Translating Mysticism: Conceptual Problems, Challenges, and Opportunities
Central European University, Budapest
This seminar explores mysticism as concept used in history, religious studies, and cross-cultural translation. The course moves from sessions discussing theories and conceptualizations of mysticism as category of comparative analysis to case studies and applications of the concept in Islamic contexts. It keeps in view the constant challenge and dilemma of translation, particularly between Christian and Islamic traditions, including the imprecisions it involves as well as the new vistas it opens. The latter part of the seminar examines the possibilities of transforming mysticism into national culture with special attention to modern Sufism around the Mediterranean basin.
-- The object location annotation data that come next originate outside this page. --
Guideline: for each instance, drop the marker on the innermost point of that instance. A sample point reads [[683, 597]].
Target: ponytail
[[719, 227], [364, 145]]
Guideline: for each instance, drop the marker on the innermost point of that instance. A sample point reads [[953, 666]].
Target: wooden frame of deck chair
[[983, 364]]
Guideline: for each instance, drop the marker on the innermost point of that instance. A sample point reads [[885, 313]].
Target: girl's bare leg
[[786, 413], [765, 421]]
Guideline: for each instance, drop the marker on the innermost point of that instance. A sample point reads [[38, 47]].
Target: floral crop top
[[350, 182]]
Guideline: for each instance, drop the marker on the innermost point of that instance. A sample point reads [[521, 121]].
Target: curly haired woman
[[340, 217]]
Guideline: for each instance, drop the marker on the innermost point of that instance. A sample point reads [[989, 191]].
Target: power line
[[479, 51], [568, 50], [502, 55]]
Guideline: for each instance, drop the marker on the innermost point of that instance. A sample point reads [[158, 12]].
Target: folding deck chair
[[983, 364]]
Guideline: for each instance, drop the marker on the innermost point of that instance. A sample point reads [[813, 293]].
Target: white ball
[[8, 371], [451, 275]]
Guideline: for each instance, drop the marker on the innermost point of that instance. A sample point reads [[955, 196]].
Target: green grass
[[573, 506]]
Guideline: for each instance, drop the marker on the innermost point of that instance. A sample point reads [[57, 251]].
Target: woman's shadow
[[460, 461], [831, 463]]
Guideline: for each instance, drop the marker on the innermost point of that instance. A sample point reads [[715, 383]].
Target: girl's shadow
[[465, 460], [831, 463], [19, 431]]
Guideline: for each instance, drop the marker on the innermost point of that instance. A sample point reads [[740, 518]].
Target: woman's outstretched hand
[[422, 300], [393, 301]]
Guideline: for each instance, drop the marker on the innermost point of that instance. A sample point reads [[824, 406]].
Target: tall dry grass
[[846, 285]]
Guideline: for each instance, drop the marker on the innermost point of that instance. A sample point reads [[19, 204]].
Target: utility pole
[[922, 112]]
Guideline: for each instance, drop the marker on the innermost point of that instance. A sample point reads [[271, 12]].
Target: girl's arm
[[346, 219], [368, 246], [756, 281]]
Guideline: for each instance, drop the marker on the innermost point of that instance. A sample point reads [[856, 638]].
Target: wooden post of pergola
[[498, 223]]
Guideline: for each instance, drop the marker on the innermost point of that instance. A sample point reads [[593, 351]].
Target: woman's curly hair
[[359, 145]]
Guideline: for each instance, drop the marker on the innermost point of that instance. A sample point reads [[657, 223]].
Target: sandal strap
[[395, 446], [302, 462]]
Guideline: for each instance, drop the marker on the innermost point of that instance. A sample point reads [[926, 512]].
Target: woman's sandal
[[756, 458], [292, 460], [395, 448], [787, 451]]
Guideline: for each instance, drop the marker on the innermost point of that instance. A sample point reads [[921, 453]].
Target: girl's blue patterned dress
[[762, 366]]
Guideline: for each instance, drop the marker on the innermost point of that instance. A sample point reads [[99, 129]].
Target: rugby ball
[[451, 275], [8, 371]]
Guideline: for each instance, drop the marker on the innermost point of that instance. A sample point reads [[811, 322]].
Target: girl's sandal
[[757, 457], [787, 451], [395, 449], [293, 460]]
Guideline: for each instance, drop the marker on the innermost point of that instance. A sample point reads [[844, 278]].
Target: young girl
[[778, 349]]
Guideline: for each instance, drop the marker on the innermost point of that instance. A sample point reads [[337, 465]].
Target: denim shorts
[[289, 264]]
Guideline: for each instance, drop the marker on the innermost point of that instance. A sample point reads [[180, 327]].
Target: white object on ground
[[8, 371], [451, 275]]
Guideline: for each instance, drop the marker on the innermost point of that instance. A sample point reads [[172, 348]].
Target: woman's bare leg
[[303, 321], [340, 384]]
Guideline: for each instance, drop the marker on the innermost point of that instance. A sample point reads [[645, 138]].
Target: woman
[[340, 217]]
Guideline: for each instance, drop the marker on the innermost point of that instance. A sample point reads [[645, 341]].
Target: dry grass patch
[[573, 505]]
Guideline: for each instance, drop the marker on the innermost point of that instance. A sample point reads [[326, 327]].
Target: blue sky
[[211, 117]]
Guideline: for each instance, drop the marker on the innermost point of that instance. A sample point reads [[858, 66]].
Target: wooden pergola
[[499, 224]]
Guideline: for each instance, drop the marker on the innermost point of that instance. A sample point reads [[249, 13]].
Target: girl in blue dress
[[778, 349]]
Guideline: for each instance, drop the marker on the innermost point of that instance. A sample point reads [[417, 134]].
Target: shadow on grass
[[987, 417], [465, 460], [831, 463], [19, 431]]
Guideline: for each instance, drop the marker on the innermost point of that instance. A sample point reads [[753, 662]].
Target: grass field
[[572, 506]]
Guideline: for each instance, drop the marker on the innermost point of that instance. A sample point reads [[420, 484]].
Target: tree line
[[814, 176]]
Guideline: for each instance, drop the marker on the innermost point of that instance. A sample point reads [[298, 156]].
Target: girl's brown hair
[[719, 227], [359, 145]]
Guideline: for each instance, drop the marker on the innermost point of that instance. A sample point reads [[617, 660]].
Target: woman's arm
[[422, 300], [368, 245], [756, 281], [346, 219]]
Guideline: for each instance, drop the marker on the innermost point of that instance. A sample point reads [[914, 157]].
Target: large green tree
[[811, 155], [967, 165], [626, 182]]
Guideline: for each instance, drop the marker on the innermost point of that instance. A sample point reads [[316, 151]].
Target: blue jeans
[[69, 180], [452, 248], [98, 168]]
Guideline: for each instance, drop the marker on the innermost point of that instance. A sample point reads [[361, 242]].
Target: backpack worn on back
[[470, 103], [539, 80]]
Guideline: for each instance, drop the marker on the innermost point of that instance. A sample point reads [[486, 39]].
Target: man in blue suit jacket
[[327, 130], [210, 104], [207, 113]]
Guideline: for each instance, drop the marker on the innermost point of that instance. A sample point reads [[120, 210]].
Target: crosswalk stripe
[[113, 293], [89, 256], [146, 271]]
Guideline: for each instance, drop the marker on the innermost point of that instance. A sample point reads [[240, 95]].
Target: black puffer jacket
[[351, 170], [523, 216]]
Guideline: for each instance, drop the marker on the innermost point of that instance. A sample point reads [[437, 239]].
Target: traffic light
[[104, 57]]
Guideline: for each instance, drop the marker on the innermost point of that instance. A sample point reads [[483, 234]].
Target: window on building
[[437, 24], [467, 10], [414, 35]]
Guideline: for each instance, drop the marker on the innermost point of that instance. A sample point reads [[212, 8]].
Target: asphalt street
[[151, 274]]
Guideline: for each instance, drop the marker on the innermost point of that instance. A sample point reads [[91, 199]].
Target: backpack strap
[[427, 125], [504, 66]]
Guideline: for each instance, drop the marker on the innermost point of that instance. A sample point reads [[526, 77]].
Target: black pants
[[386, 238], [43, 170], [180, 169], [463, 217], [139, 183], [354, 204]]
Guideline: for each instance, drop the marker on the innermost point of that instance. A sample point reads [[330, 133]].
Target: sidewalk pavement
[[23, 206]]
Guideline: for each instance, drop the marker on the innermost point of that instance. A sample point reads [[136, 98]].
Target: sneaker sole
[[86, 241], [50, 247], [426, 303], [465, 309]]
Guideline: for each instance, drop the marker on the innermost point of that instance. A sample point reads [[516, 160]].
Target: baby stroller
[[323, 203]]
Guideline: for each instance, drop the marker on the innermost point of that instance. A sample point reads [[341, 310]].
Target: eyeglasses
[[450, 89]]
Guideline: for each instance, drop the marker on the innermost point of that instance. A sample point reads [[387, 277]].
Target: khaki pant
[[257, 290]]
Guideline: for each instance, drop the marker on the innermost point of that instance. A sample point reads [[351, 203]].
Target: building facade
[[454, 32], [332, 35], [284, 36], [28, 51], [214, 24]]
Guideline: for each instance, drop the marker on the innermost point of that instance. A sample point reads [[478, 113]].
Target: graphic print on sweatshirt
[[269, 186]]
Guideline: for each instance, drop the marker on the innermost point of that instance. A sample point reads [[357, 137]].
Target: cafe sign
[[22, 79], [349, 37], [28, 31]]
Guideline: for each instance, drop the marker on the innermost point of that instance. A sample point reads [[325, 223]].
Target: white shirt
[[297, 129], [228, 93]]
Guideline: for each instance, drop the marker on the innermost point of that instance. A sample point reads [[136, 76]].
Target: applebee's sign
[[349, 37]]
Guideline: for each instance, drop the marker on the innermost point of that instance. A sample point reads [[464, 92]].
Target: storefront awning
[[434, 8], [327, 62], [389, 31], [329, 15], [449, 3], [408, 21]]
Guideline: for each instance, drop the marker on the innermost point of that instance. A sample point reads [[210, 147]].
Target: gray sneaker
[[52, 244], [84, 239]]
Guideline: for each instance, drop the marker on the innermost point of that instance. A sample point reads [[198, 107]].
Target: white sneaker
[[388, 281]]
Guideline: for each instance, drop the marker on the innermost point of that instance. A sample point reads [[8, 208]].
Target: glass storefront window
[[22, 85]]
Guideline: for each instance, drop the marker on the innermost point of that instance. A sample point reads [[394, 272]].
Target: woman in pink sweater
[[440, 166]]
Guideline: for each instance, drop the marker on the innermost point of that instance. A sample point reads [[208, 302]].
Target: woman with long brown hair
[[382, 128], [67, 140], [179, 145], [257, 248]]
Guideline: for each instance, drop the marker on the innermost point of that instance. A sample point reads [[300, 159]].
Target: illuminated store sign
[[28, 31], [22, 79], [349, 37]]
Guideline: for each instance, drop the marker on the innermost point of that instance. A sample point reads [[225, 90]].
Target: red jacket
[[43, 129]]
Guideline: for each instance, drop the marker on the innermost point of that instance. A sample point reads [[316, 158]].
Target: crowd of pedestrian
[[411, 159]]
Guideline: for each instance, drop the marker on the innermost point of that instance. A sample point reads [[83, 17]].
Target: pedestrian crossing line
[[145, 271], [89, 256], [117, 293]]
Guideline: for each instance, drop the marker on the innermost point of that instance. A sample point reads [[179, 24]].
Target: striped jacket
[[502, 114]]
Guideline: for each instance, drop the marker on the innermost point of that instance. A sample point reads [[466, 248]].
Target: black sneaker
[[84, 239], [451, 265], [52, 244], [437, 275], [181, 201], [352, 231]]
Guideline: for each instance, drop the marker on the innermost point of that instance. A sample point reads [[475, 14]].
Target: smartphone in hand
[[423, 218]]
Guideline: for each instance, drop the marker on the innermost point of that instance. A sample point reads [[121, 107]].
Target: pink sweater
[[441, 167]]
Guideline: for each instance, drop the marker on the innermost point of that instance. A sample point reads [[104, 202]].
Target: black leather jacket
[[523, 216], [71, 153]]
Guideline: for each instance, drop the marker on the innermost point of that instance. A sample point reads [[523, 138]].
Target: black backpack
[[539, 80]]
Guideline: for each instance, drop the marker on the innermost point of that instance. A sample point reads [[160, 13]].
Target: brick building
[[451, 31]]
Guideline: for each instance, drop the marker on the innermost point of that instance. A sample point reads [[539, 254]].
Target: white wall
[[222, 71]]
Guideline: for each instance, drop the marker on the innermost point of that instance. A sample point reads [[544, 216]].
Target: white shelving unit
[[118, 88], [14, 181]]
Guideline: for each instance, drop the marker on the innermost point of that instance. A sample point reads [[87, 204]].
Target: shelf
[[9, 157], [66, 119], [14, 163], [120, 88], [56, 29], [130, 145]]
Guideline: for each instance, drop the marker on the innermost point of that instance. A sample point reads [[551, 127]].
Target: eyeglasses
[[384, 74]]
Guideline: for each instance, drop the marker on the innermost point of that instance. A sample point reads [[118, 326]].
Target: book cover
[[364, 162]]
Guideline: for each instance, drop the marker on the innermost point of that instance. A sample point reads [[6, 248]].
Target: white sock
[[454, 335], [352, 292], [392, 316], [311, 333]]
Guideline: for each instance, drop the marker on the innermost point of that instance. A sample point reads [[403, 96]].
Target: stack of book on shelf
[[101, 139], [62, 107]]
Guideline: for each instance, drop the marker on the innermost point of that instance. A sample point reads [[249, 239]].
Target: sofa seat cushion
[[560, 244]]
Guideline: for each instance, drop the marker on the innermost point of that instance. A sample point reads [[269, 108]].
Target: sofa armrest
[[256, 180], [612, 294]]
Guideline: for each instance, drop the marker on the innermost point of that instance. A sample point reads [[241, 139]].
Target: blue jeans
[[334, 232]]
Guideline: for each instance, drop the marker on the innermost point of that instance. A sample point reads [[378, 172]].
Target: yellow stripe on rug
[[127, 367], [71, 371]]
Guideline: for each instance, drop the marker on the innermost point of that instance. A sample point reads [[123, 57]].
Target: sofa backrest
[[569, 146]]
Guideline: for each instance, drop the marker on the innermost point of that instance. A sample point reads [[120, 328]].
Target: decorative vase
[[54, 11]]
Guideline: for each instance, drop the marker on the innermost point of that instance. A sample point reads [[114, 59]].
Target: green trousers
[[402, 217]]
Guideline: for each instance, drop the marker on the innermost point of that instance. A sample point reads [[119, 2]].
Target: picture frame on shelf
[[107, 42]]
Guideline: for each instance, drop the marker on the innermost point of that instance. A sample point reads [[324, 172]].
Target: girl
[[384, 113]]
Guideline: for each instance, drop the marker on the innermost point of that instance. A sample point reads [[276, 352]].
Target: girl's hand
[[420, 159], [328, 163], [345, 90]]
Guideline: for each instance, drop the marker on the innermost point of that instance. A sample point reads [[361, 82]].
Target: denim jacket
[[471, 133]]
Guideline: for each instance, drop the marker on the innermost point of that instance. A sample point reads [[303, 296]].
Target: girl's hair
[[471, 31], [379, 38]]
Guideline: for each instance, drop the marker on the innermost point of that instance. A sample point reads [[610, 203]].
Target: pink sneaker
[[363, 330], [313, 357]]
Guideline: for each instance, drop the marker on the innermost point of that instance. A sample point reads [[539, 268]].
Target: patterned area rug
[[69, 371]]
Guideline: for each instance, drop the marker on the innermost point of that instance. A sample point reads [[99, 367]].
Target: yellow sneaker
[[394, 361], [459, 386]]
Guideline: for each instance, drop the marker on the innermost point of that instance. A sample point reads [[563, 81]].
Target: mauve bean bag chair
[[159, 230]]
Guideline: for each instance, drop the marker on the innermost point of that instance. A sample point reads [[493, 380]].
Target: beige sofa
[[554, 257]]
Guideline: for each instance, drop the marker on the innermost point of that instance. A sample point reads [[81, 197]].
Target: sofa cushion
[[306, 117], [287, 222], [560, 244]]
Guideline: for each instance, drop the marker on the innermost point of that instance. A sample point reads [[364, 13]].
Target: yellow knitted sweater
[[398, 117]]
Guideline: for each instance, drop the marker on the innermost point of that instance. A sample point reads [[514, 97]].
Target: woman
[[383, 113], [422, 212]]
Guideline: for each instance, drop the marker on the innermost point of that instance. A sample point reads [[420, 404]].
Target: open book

Brett Wilson works in the fields of late Ottoman and modern Turkish history with specialization in religious, intellectual, and global history. He completed his MA and PhD at Duke University (Durham, USA) and taught at Macalester College (St. Paul, USA) before joining the Department of History at Central European University (Vienna, Austria), where he is, currently, Associate Professor of History and the Director of the Center for Eastern Mediterranean Studies (CEMS). His research interests include religious modernism, Sufism, print culture, and state relations with Islamic institutions. Working with Arabic, Ottoman, and Turkish language sources, his first book Translating the Qur’an in an Age of Nationalism: Print Culture and Modern Islam in Turkey (Oxford University Press, 2014) is a cultural history of the translation of the Qur'an as well as the transformation of the handwritten text into a printed, mass-produced book. His current book project examines the abolition of Sufism in the Turkish Republic, exploring the transformation of Sufism into national culture in the global context of secular reform during the interwar period.